Remembering that $\frac{\partial C}{\partial v_1} \Delta v_1$ is two separate entities $\frac{\partial C}{\partial v_1}$ and $\Delta v_1$, we can rewrite $\Delta C$ in a more convenient way:

$
\Delta C = ((\frac{\partial C}{\partial v_1})(\Delta v_1) + (\frac{\partial C}{\partial v_2})(\Delta v_2))
\\ \\ \Delta C = (\frac{\partial C}{\partial v_1}, \frac{\partial C}{\partial v_2})^T \cdot (\Delta v_1, \Delta v_2)^T
\\ \\ \Delta C = \nabla C \cdot \Delta v
$

So we've re-written $\Delta C$ as the dot product of $\nabla C$ and $\Delta v$.

- Checkpoint: How do we choose $\Delta v$ to make $\Delta C$ negative?

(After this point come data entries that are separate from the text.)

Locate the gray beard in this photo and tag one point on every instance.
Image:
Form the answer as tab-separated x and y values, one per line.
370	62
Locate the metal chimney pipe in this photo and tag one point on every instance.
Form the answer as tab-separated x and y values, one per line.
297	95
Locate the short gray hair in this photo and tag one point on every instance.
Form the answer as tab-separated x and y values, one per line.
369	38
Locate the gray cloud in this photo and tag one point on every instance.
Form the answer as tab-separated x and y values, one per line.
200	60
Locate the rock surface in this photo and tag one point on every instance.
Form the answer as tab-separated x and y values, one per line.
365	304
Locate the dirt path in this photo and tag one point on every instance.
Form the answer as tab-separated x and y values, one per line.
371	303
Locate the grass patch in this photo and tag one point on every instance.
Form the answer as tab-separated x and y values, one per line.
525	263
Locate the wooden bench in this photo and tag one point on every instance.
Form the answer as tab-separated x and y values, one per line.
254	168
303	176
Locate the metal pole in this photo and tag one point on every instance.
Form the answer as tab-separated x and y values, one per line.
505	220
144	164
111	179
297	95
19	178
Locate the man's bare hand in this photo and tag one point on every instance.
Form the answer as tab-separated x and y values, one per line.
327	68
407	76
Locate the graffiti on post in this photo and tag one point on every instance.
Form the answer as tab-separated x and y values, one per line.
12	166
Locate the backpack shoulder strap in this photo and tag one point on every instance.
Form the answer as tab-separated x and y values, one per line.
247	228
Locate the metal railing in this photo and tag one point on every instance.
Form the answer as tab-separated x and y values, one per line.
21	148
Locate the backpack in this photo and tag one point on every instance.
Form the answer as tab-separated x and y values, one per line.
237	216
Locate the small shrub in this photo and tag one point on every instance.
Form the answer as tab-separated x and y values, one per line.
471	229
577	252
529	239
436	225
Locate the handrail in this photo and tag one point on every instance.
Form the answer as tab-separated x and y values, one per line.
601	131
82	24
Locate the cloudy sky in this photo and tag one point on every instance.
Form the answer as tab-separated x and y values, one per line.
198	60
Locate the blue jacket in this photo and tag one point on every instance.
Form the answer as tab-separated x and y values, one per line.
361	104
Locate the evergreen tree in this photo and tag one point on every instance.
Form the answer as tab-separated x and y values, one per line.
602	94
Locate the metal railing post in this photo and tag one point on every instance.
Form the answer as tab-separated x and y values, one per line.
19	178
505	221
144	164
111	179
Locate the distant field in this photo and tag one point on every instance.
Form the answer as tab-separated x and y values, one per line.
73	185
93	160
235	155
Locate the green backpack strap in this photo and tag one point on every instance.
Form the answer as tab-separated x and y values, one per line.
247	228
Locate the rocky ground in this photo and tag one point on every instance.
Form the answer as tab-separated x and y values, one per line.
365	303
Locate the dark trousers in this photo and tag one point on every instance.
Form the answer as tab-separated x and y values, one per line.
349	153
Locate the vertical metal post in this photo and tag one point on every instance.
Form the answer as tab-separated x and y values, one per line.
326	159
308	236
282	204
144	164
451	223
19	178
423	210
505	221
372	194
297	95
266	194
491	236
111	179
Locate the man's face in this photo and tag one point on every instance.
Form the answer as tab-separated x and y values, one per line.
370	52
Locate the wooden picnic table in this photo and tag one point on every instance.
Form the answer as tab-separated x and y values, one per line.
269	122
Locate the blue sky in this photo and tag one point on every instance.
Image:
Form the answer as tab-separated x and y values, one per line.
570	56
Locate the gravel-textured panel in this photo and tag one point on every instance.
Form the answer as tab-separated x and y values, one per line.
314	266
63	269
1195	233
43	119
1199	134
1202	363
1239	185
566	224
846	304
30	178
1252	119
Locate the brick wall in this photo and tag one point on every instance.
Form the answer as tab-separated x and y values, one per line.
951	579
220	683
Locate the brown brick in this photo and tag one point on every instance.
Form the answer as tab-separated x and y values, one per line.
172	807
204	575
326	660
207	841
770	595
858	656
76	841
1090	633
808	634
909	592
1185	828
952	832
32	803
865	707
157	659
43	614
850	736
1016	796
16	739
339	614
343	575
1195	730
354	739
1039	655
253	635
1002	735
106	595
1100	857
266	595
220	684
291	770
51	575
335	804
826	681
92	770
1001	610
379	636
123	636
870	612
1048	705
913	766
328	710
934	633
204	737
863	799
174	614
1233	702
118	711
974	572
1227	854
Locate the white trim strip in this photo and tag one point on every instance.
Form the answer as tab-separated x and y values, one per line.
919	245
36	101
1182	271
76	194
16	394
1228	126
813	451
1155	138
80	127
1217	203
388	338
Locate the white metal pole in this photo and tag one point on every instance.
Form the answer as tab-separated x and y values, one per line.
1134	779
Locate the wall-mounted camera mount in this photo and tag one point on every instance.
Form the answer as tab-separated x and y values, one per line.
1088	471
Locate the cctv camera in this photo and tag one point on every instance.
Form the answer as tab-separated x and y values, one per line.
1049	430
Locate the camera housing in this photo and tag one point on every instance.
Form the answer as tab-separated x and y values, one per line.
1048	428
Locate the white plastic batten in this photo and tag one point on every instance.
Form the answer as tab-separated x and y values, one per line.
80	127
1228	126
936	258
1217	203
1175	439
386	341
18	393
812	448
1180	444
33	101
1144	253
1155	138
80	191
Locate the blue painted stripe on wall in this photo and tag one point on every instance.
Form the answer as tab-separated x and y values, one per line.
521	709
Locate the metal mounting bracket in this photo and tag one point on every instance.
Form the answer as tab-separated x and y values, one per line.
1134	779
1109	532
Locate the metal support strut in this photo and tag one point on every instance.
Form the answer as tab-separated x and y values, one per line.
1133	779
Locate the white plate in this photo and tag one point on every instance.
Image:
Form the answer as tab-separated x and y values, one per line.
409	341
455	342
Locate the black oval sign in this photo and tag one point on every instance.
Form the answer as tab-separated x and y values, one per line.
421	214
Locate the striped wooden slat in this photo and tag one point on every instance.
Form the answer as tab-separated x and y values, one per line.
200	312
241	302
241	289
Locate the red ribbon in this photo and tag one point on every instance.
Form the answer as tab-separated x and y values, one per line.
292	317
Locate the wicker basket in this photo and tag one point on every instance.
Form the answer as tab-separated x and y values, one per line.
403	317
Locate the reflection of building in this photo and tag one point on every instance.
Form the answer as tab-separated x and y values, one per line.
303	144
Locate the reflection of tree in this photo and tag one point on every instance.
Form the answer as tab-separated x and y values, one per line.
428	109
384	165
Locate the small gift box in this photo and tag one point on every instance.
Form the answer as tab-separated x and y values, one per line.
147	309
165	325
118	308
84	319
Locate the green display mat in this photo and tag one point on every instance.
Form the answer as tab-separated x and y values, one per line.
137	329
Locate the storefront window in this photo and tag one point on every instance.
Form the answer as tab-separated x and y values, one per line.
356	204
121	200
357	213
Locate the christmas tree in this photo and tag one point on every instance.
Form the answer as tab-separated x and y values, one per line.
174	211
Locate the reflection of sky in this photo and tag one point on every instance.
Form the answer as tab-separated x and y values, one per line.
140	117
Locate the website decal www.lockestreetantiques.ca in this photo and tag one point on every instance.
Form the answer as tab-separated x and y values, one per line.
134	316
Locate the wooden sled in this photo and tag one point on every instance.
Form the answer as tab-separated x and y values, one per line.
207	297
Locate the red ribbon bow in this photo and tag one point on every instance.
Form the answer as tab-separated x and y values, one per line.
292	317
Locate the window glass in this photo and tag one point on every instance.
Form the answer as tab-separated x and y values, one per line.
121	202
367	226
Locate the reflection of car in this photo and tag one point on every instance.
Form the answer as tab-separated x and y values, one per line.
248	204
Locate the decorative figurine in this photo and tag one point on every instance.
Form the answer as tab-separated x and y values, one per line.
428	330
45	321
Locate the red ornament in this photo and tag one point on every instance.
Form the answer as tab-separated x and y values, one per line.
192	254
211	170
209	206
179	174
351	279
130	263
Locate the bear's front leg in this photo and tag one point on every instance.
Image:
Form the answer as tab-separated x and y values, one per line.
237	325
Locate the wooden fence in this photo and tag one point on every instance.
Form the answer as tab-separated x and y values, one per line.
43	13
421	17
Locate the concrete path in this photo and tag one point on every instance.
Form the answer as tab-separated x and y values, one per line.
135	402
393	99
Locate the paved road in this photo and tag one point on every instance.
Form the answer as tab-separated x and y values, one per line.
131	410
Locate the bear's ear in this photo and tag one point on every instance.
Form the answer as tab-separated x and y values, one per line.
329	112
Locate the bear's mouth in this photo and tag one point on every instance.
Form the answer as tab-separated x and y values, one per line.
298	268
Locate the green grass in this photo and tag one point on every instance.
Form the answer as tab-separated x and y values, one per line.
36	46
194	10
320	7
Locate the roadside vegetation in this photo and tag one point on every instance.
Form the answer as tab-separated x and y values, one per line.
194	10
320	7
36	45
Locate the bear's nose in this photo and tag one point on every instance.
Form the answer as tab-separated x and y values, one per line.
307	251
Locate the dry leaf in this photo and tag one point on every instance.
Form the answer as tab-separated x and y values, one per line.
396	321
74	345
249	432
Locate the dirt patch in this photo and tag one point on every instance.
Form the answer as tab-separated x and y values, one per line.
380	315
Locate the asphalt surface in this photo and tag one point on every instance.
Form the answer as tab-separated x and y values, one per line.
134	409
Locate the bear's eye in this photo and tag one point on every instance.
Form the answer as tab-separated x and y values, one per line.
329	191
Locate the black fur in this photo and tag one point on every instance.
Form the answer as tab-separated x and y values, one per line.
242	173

We already know what $\nabla C$ and $\eta$ are. So for convenience, lets choose:

$\Delta v = -\eta \nabla C$.

This lets us re-write $\Delta C$ as:

$\Delta C = \nabla C \cdot -\eta \Delta v = -\eta (\nabla C)^2$

Because $-\eta (\nabla C)^2 < 0$, $\Delta C$ will always be negative, which is what we wanted in the first place.

- Checkpoint: How do we update $v$ to "move" towards minimizing $C$?

We've determined that choosing $\Delta v = -\eta \nabla C$ will eventually minimize $C$, so then we actually update $v$ as follows:

$v \rightarrow v' = v + \Delta v = v - \eta \nabla C$

Again, this guarantees that $\Delta C$ will always decrease.